Prologue
T he windows of my house tremble from the power of thunder rolling across the skies. Lightning strikes in the distance, illuminating the night. In that small moment, the few seconds of blinding light showcases the man standing outside my window. Watching me. Always watching me.
I go through the motions, just like I always do. My heart skips a beat and then palpitates, my breathing turns shallow, and my hands grow clammy. It doesn’t matter how many times I see him, he always pulls the same reaction out of me.
Fear.
And excitement.
I don’t know why it excites me. Something must be wrong with me. It’s not normal for liquid heat to course through my veins, leaving tingles burning in its wake. It’s not common for my mind to start wondering about things I shouldn’t.

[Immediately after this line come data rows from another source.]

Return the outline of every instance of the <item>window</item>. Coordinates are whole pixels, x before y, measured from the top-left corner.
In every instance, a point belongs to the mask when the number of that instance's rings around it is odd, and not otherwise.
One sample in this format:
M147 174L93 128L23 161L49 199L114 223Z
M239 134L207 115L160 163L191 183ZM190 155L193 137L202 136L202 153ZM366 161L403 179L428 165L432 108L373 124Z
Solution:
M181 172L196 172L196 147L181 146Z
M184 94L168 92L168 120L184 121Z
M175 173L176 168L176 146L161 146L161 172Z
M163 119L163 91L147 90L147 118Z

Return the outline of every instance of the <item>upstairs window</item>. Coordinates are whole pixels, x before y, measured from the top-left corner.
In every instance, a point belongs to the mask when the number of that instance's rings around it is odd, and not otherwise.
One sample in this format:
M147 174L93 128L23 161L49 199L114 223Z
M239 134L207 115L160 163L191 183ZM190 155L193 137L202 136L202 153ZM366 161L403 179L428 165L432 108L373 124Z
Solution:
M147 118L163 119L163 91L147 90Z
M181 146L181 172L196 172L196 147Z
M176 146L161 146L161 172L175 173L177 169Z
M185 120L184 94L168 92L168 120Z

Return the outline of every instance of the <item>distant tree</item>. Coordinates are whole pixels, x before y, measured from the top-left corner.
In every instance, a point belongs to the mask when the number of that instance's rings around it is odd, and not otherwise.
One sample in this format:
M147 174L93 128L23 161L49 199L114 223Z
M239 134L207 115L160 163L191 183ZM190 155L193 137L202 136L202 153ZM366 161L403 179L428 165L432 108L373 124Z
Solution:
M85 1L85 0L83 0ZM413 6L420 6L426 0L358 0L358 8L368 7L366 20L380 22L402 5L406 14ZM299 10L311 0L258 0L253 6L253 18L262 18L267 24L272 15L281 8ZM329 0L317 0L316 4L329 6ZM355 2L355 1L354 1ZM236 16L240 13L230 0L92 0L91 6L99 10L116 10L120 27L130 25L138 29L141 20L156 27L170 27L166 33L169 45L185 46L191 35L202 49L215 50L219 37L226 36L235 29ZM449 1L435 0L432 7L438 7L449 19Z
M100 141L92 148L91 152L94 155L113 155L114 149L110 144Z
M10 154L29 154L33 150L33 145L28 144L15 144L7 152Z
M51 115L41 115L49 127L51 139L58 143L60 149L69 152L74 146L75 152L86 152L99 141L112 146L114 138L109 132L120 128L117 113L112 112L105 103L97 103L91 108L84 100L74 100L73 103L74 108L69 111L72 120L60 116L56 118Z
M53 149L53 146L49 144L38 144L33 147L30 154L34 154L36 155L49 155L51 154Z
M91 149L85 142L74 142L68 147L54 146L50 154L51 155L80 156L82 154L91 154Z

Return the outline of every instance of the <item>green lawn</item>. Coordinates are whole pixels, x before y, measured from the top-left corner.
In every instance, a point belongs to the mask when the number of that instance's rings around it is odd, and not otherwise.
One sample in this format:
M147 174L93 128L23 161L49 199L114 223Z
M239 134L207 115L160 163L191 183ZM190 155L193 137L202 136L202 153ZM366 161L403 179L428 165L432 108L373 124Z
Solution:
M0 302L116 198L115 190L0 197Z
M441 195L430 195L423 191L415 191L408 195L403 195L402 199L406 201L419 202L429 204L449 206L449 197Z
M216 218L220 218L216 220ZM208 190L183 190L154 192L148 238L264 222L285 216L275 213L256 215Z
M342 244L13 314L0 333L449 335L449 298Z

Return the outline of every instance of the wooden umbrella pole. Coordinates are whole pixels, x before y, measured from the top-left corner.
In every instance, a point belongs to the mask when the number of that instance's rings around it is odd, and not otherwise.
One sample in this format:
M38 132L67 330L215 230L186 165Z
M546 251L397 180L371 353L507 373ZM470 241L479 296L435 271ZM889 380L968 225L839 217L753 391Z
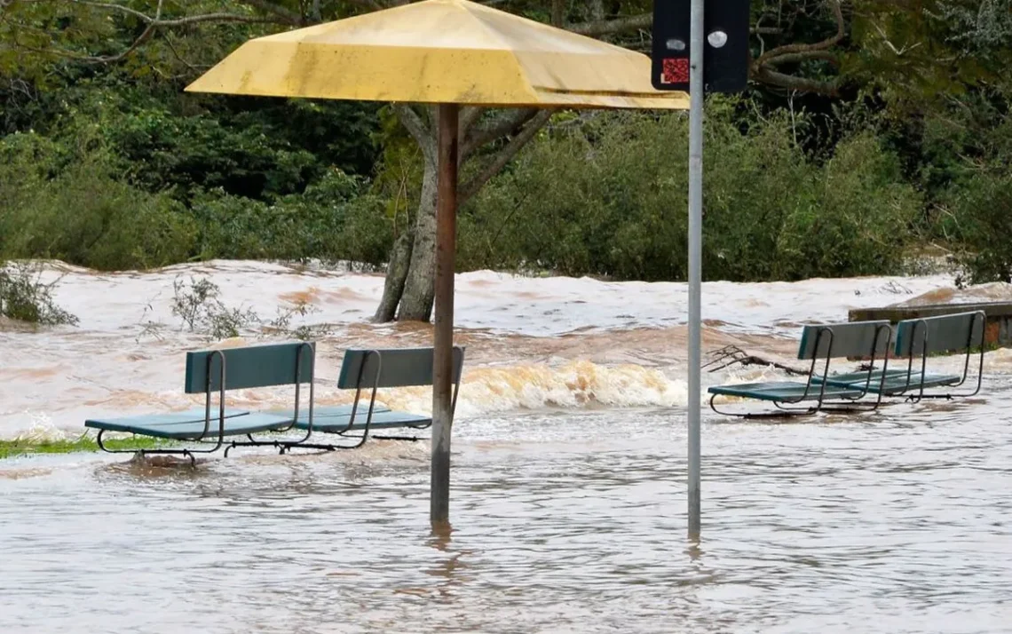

Can he see me now? Wearing nothing but a thin tank top, my nipples poking through the material? Or the shorts I’m wearing that barely cover my ass? Does he like the view?
Of course he does.
That’s why he watches me, isn’t it? That’s why he comes back every night, growing bolder with his leering while I silently challenge him. Hoping he’ll come closer, so I have a reason to put a knife to his throat.
The truth is, I’m scared of him. Terrified, actually.
But the man standing outside my window makes me feel like I’m sitting in a dark room, a single light shining from the television where a horror flick plays on the screen. It’s petrifying, and all I want to do is hide, but there’s a distinct part of me that keeps me still, baring myself to the horror. That finds a small thrill out of it.
It’s dark again, and the lightning strikes in areas further away.
My breathing continues to escalate. I can’t see him, but he can see me.
Ripping my eyes away from the window, I turn to look behind me in the darkened house, paranoid that he’s somehow found a way inside. No matter how deep the shadows go in Parsons Manor, the black and white checkered floor always seems visible.
I inherited this house from my grandparents. My great-grandparents had built the three-story Victorian home back in the early 1940s through blood, sweat, tears, and the lives of five construction workers.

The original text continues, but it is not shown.